Au moment de sa nomination, le 03 août 2016, au poste de Directeur général adjoint du Port autonome de Kribi (PAK), à l’issue d’un conseil d’administration de cette entreprise publique, tout juste deux mois après la création de celle-ci, Harouna Bako officiait comme procureur général près la Cour d’appel de l’Ouest.
A l’époque, les principaux responsables de l’association Ya Kamata s’étaient réunis à Douala, le 28 août, pour saluer la nomination de ce magistrat officiant alors comme vice-président national de cette organisation qui œuvre pour l’entraide et la solidarité entre les ressortissants du Grand Nord Cameroun, dont Bako Harouna est lui-même originaire.
Plusieurs de nos membres ont occupé et continuent d’occuper des fonctions hautement stratégiques au sein de notre appareil étatique,
se réjouissait alors le président national de Ya Kamata, El Hadj Oumarou. Il ajoutait que c’est sous l’actuel régime que les ressortissants Haoussa du Grand Sud ont véritablement été pris en considération dans notre pays, faisant allusion à Harouna Bako, fils de la tribu haoussa de Nanga-Eboko, dans la région du Centre.
Ce triomphalisme tranchait cependant avec la position affichée dans l’une de ses éditions de janvier 2014 par notre confrère L’œil du Sahel. Le journal dénonçait pour sa part la « grande marginalisation des magistrats du Grand Nord ».

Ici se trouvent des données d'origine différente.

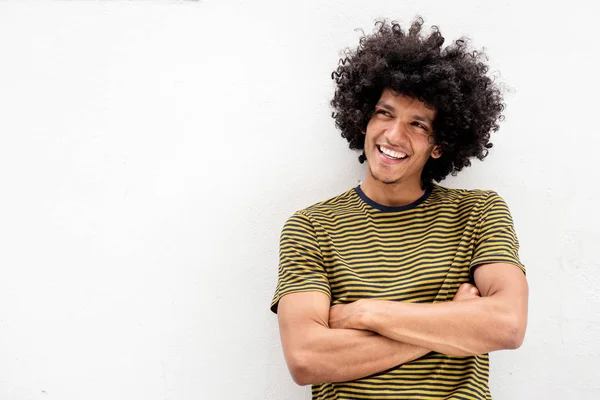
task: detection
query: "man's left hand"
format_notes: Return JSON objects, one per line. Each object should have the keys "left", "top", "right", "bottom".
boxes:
{"left": 329, "top": 300, "right": 370, "bottom": 330}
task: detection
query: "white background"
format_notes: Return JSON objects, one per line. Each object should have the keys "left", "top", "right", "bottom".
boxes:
{"left": 0, "top": 1, "right": 598, "bottom": 399}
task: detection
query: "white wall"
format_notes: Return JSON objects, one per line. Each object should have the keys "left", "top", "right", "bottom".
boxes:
{"left": 0, "top": 1, "right": 598, "bottom": 399}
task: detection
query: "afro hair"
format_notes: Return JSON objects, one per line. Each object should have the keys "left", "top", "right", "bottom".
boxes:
{"left": 331, "top": 17, "right": 505, "bottom": 187}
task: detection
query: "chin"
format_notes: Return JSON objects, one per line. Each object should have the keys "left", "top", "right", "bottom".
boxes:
{"left": 379, "top": 176, "right": 402, "bottom": 185}
{"left": 370, "top": 169, "right": 401, "bottom": 185}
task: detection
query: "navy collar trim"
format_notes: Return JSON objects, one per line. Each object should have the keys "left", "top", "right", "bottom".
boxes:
{"left": 354, "top": 185, "right": 433, "bottom": 212}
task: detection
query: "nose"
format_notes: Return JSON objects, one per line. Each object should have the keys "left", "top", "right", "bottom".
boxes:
{"left": 386, "top": 120, "right": 409, "bottom": 146}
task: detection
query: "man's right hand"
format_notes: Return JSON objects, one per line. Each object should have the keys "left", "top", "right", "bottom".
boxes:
{"left": 453, "top": 283, "right": 481, "bottom": 301}
{"left": 277, "top": 291, "right": 432, "bottom": 385}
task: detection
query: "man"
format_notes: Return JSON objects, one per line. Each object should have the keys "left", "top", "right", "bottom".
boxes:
{"left": 270, "top": 18, "right": 528, "bottom": 400}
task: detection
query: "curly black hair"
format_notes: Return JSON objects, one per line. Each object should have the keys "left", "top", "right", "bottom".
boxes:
{"left": 331, "top": 17, "right": 505, "bottom": 187}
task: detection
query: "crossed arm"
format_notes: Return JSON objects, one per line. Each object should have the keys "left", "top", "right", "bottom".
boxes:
{"left": 276, "top": 262, "right": 528, "bottom": 386}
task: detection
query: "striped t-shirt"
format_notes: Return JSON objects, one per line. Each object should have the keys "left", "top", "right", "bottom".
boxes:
{"left": 271, "top": 184, "right": 525, "bottom": 400}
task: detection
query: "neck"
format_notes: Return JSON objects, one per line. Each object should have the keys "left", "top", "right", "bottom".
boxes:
{"left": 360, "top": 175, "right": 426, "bottom": 207}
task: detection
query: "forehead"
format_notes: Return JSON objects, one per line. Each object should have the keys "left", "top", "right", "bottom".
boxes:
{"left": 378, "top": 89, "right": 436, "bottom": 119}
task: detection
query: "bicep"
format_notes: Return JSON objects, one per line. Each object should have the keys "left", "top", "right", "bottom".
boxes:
{"left": 277, "top": 291, "right": 331, "bottom": 352}
{"left": 473, "top": 262, "right": 529, "bottom": 316}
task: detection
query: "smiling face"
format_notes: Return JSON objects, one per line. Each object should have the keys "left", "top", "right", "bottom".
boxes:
{"left": 363, "top": 89, "right": 442, "bottom": 191}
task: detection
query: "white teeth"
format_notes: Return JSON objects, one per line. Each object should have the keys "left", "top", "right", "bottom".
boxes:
{"left": 379, "top": 146, "right": 407, "bottom": 159}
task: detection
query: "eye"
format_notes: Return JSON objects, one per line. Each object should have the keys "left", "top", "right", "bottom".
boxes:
{"left": 375, "top": 109, "right": 392, "bottom": 118}
{"left": 411, "top": 122, "right": 428, "bottom": 131}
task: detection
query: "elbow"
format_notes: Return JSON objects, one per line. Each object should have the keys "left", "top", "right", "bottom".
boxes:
{"left": 287, "top": 352, "right": 317, "bottom": 386}
{"left": 290, "top": 365, "right": 312, "bottom": 386}
{"left": 501, "top": 315, "right": 527, "bottom": 350}
{"left": 504, "top": 326, "right": 525, "bottom": 350}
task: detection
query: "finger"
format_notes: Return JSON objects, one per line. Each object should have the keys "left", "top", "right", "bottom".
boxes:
{"left": 457, "top": 283, "right": 473, "bottom": 293}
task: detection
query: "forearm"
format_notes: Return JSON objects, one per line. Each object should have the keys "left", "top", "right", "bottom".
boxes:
{"left": 359, "top": 296, "right": 524, "bottom": 356}
{"left": 286, "top": 326, "right": 430, "bottom": 385}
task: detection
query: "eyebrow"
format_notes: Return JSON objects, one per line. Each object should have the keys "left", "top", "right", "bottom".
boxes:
{"left": 412, "top": 115, "right": 433, "bottom": 124}
{"left": 376, "top": 101, "right": 433, "bottom": 124}
{"left": 376, "top": 102, "right": 396, "bottom": 112}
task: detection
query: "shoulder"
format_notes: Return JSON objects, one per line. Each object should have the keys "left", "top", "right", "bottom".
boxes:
{"left": 296, "top": 187, "right": 360, "bottom": 218}
{"left": 430, "top": 184, "right": 503, "bottom": 206}
{"left": 428, "top": 185, "right": 512, "bottom": 217}
{"left": 281, "top": 187, "right": 361, "bottom": 232}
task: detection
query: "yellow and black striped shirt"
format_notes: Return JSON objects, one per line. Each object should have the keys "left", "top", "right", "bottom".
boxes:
{"left": 271, "top": 184, "right": 525, "bottom": 400}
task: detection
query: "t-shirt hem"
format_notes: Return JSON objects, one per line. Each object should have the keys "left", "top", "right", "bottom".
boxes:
{"left": 270, "top": 288, "right": 332, "bottom": 314}
{"left": 470, "top": 259, "right": 526, "bottom": 276}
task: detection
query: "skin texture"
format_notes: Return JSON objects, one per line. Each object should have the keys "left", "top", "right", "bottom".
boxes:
{"left": 277, "top": 282, "right": 482, "bottom": 385}
{"left": 328, "top": 262, "right": 528, "bottom": 356}
{"left": 276, "top": 88, "right": 529, "bottom": 385}
{"left": 360, "top": 88, "right": 442, "bottom": 207}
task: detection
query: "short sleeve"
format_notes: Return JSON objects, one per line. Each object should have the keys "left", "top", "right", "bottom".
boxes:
{"left": 270, "top": 211, "right": 331, "bottom": 313}
{"left": 470, "top": 192, "right": 526, "bottom": 275}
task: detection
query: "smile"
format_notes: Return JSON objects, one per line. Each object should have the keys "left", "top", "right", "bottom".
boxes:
{"left": 377, "top": 145, "right": 408, "bottom": 160}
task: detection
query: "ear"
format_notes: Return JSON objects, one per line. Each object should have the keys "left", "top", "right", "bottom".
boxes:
{"left": 431, "top": 145, "right": 443, "bottom": 159}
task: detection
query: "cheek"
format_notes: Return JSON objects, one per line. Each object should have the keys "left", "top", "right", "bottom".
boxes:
{"left": 363, "top": 129, "right": 376, "bottom": 147}
{"left": 416, "top": 137, "right": 436, "bottom": 155}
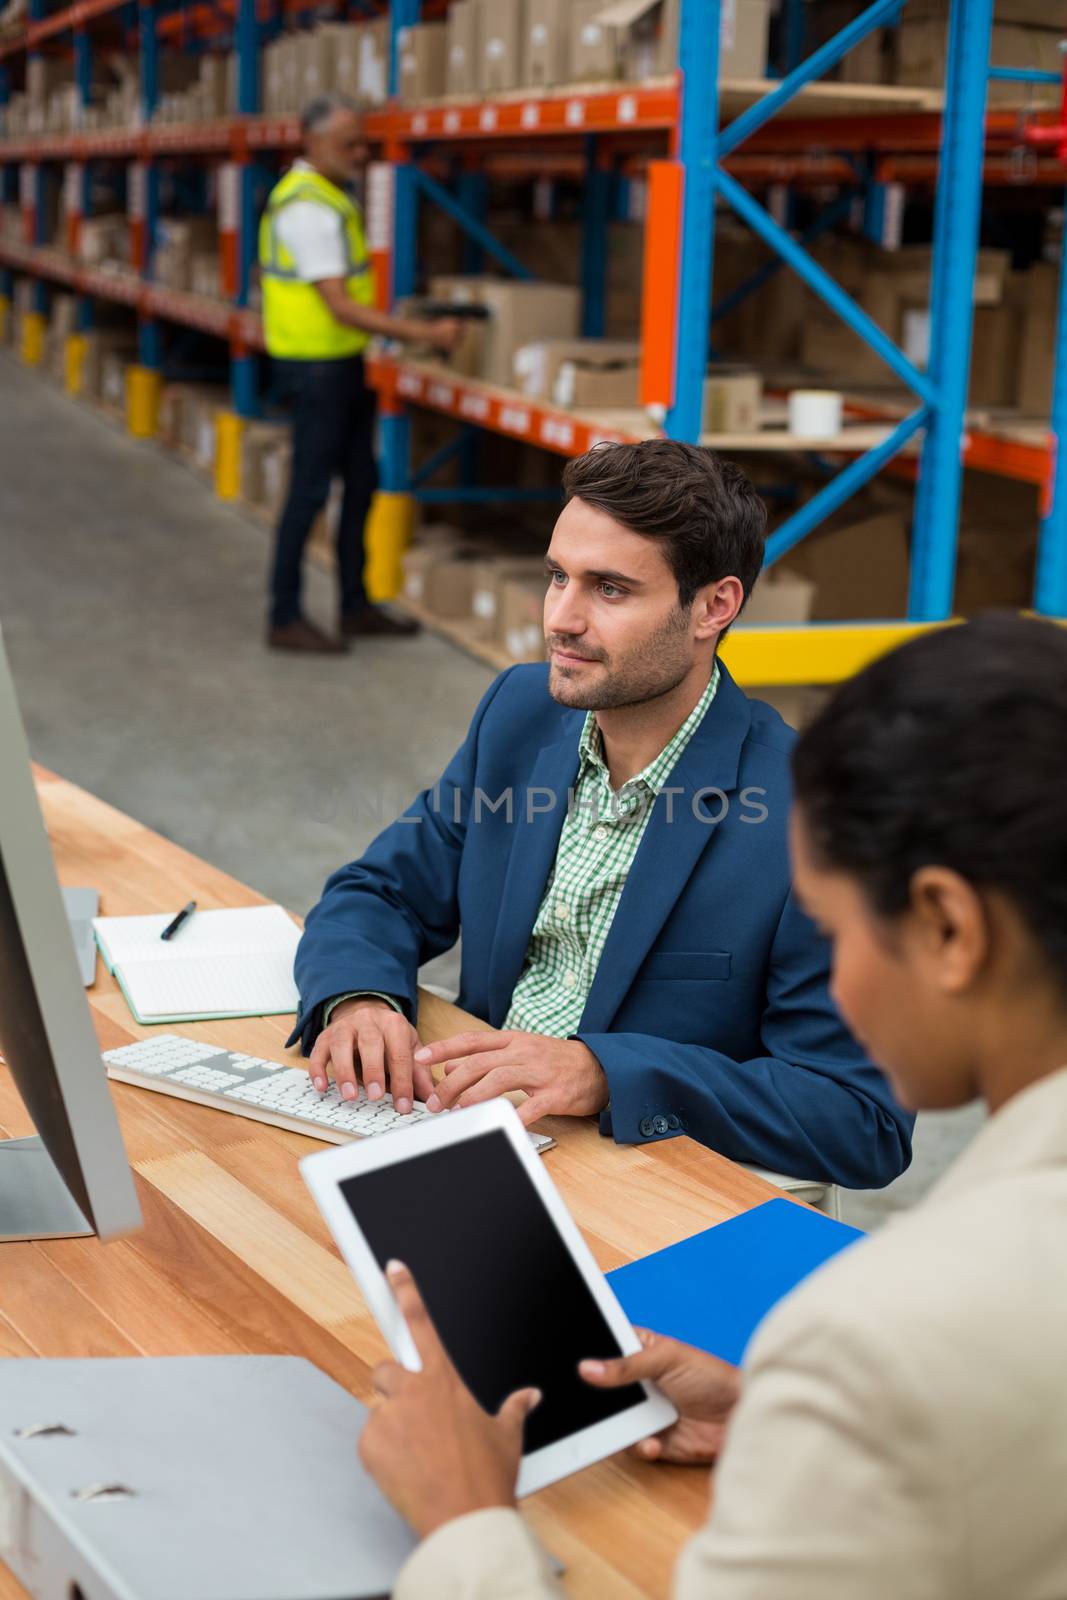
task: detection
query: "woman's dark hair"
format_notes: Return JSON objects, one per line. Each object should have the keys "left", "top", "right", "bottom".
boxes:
{"left": 561, "top": 439, "right": 767, "bottom": 613}
{"left": 792, "top": 612, "right": 1067, "bottom": 972}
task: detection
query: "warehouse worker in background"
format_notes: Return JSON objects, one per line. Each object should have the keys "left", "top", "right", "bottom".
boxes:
{"left": 260, "top": 95, "right": 461, "bottom": 655}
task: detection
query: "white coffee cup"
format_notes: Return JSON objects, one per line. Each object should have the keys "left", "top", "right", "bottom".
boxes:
{"left": 788, "top": 389, "right": 844, "bottom": 439}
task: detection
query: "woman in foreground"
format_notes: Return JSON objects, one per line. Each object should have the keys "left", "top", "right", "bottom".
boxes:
{"left": 361, "top": 612, "right": 1067, "bottom": 1600}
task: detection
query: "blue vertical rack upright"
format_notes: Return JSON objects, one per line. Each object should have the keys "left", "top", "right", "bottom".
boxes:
{"left": 661, "top": 0, "right": 996, "bottom": 625}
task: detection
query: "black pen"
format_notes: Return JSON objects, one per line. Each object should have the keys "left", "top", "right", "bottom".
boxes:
{"left": 160, "top": 900, "right": 197, "bottom": 942}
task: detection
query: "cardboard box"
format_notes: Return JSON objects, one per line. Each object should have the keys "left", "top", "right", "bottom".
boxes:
{"left": 280, "top": 35, "right": 303, "bottom": 113}
{"left": 240, "top": 421, "right": 291, "bottom": 505}
{"left": 26, "top": 55, "right": 72, "bottom": 108}
{"left": 1016, "top": 261, "right": 1057, "bottom": 416}
{"left": 333, "top": 25, "right": 362, "bottom": 102}
{"left": 301, "top": 25, "right": 344, "bottom": 100}
{"left": 480, "top": 280, "right": 582, "bottom": 387}
{"left": 446, "top": 0, "right": 480, "bottom": 95}
{"left": 154, "top": 216, "right": 218, "bottom": 291}
{"left": 968, "top": 293, "right": 1026, "bottom": 412}
{"left": 48, "top": 292, "right": 76, "bottom": 342}
{"left": 746, "top": 686, "right": 828, "bottom": 731}
{"left": 198, "top": 55, "right": 228, "bottom": 118}
{"left": 499, "top": 573, "right": 548, "bottom": 662}
{"left": 513, "top": 336, "right": 639, "bottom": 400}
{"left": 702, "top": 367, "right": 763, "bottom": 434}
{"left": 652, "top": 0, "right": 770, "bottom": 78}
{"left": 263, "top": 40, "right": 285, "bottom": 113}
{"left": 398, "top": 22, "right": 447, "bottom": 101}
{"left": 100, "top": 351, "right": 128, "bottom": 411}
{"left": 569, "top": 0, "right": 620, "bottom": 81}
{"left": 560, "top": 353, "right": 641, "bottom": 409}
{"left": 464, "top": 556, "right": 547, "bottom": 640}
{"left": 79, "top": 330, "right": 137, "bottom": 400}
{"left": 738, "top": 567, "right": 815, "bottom": 627}
{"left": 189, "top": 251, "right": 221, "bottom": 299}
{"left": 398, "top": 288, "right": 487, "bottom": 377}
{"left": 955, "top": 471, "right": 1040, "bottom": 614}
{"left": 402, "top": 540, "right": 464, "bottom": 605}
{"left": 358, "top": 19, "right": 389, "bottom": 104}
{"left": 429, "top": 277, "right": 581, "bottom": 387}
{"left": 800, "top": 302, "right": 889, "bottom": 384}
{"left": 781, "top": 507, "right": 911, "bottom": 622}
{"left": 424, "top": 551, "right": 488, "bottom": 617}
{"left": 523, "top": 0, "right": 568, "bottom": 86}
{"left": 263, "top": 443, "right": 293, "bottom": 522}
{"left": 896, "top": 20, "right": 1063, "bottom": 107}
{"left": 477, "top": 0, "right": 524, "bottom": 93}
{"left": 76, "top": 214, "right": 127, "bottom": 267}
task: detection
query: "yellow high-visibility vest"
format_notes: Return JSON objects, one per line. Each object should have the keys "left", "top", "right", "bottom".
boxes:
{"left": 258, "top": 166, "right": 375, "bottom": 360}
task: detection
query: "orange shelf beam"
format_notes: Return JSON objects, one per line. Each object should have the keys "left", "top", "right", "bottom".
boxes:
{"left": 363, "top": 83, "right": 679, "bottom": 143}
{"left": 365, "top": 355, "right": 643, "bottom": 456}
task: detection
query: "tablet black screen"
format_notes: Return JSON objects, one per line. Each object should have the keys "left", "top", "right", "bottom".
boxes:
{"left": 339, "top": 1129, "right": 645, "bottom": 1454}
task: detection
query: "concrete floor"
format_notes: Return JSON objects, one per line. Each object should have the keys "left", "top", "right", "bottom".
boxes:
{"left": 0, "top": 356, "right": 986, "bottom": 1229}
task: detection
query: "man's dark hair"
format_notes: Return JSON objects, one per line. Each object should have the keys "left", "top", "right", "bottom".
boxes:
{"left": 561, "top": 439, "right": 767, "bottom": 612}
{"left": 793, "top": 612, "right": 1067, "bottom": 979}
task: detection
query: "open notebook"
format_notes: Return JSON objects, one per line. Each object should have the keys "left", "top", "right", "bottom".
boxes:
{"left": 93, "top": 905, "right": 301, "bottom": 1024}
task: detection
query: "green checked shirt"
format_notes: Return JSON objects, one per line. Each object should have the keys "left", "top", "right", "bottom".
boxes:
{"left": 504, "top": 665, "right": 721, "bottom": 1039}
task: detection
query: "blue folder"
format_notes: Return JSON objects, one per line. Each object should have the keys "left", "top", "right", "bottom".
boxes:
{"left": 606, "top": 1198, "right": 864, "bottom": 1367}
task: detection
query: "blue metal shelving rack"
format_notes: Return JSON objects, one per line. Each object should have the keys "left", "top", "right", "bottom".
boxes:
{"left": 2, "top": 0, "right": 1066, "bottom": 672}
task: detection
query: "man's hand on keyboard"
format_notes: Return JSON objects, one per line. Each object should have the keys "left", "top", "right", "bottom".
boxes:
{"left": 308, "top": 999, "right": 430, "bottom": 1114}
{"left": 412, "top": 1030, "right": 609, "bottom": 1124}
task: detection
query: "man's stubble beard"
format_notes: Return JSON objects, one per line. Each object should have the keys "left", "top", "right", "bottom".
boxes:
{"left": 548, "top": 605, "right": 695, "bottom": 711}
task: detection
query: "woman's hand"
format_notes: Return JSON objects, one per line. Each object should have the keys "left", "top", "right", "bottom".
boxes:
{"left": 581, "top": 1328, "right": 741, "bottom": 1465}
{"left": 359, "top": 1261, "right": 542, "bottom": 1539}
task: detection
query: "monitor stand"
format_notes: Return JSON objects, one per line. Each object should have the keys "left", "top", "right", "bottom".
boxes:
{"left": 0, "top": 1137, "right": 92, "bottom": 1241}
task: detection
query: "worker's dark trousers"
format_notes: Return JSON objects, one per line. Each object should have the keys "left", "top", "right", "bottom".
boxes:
{"left": 270, "top": 354, "right": 377, "bottom": 628}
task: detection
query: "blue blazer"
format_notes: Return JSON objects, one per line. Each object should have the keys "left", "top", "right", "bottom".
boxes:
{"left": 290, "top": 663, "right": 912, "bottom": 1188}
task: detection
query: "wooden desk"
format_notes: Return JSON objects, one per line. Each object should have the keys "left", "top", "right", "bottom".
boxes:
{"left": 0, "top": 771, "right": 781, "bottom": 1600}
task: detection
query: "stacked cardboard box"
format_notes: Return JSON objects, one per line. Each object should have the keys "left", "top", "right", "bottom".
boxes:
{"left": 398, "top": 22, "right": 448, "bottom": 100}
{"left": 796, "top": 240, "right": 1035, "bottom": 407}
{"left": 239, "top": 422, "right": 291, "bottom": 508}
{"left": 401, "top": 533, "right": 550, "bottom": 661}
{"left": 427, "top": 276, "right": 582, "bottom": 387}
{"left": 446, "top": 0, "right": 482, "bottom": 94}
{"left": 810, "top": 0, "right": 1062, "bottom": 105}
{"left": 702, "top": 367, "right": 763, "bottom": 433}
{"left": 43, "top": 292, "right": 76, "bottom": 381}
{"left": 262, "top": 20, "right": 389, "bottom": 114}
{"left": 78, "top": 328, "right": 138, "bottom": 402}
{"left": 513, "top": 337, "right": 641, "bottom": 404}
{"left": 76, "top": 215, "right": 129, "bottom": 269}
{"left": 154, "top": 217, "right": 219, "bottom": 293}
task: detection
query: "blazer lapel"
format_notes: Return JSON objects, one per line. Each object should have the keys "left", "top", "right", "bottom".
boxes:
{"left": 486, "top": 728, "right": 582, "bottom": 1023}
{"left": 578, "top": 666, "right": 753, "bottom": 1035}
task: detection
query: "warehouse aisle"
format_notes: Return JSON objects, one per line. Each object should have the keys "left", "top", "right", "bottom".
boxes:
{"left": 0, "top": 358, "right": 493, "bottom": 926}
{"left": 0, "top": 357, "right": 981, "bottom": 1226}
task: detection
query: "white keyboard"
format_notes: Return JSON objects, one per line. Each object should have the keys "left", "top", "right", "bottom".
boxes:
{"left": 103, "top": 1033, "right": 554, "bottom": 1153}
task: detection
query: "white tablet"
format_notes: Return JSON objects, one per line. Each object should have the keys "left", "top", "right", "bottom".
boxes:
{"left": 301, "top": 1099, "right": 677, "bottom": 1496}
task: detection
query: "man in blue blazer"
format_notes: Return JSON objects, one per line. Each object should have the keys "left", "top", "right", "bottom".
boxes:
{"left": 289, "top": 440, "right": 912, "bottom": 1188}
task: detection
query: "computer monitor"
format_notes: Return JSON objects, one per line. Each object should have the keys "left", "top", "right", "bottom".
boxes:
{"left": 0, "top": 628, "right": 142, "bottom": 1243}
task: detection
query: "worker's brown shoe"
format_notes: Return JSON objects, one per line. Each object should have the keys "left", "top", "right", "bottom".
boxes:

Aujourd’hui, la promotion de Harouna Bako aux fonctions de DG de Cotco apporte un démenti à cette observation. Magistrat de 4ème grade, Harouna Bako était procureur général près la Cour d’appel du Littoral avant le vaste mouvement que le président du Conseil supérieur de la magistrature (CSM) avait effectué le 18 décembre 2014 au sein de cette instance.
A ce titre, Harouna Bako comptait parmi les trois magistrats nordistes (sur 32) ayant rang de chef de cour.
Procès de l’opération « Epervier »
Au temps où il exerçait comme procureur général près la Cour d’appel du Littoral, il était intervenu dans le procès de plusieurs directeurs d’entreprises publiques encore écroués pour la plupart. Auparavant, Harouna Bako avait été président du tribunal à Eseka, Nkongsamba, pour ne citer que ces villes. A la faveur de sa nomination au poste de Dga du Port de Kribi, le bureau de l’association Ya Kamata le présentait comme un homme « compétent, intègre et dynamique ».
L’un des challenges incombant au nouveau promu, sera de préserver les intérêts du « tandem » Tchad-Cameroun, dans la bataille qui oppose ces deux pays à Savannah Energy au sujet du rachat de 41,06% des actions jadis détenues par l’Américain Exxon Mobil à Cotco. A la faveur de cette acquisition, la junior pétrogazière britannique avait pris le contrôle de la société, malgré la ferme opposition du Tchad.
Dans la foulée, au cours d’un conseil d’administration de Cotco à Paris, le 24 mai 2023, Savannah Energy procédait à la nomination de Nicolas de Blanpré à la tête de la société. Or, à la faveur du rachat par la Société des hydrocarbures du Tchad (SHT) des 31% des parts de Cotco détenus par le Malaisien Petronas, N’Djamena avait porté la totalité de ses actions à 53,77%, devenant à son tour le chef de file.
Le même jour, le pays de feu le président Idriss Déby Itno avait révoqué, lors d’une assemblée générale, les représentants de Savannah Energy au conseil d’administration de Cotco, dont Nicolas de Blanpré. Se référant aux textes statutaires, N’Djamena estimait alors que Savannah Energy n’étant plus membre du membre du consortium exploitant le champ pétrolifère de Doba, au Tchad, n’avait plus le droit de détenir des actions dans l’entreprise.
Harouna Bako devra savoir comment se tenir dans ce chaudron. Mais surtout, il devra préserver les intérêts de l’Etat du Cameroun, notamment les 10% de parts supplémentaires que le voisin tchadien s’est engagé à rétrocéder au Cameroun via la Société nationale des hydrocarbures (SNH) dans le capital de Cotco.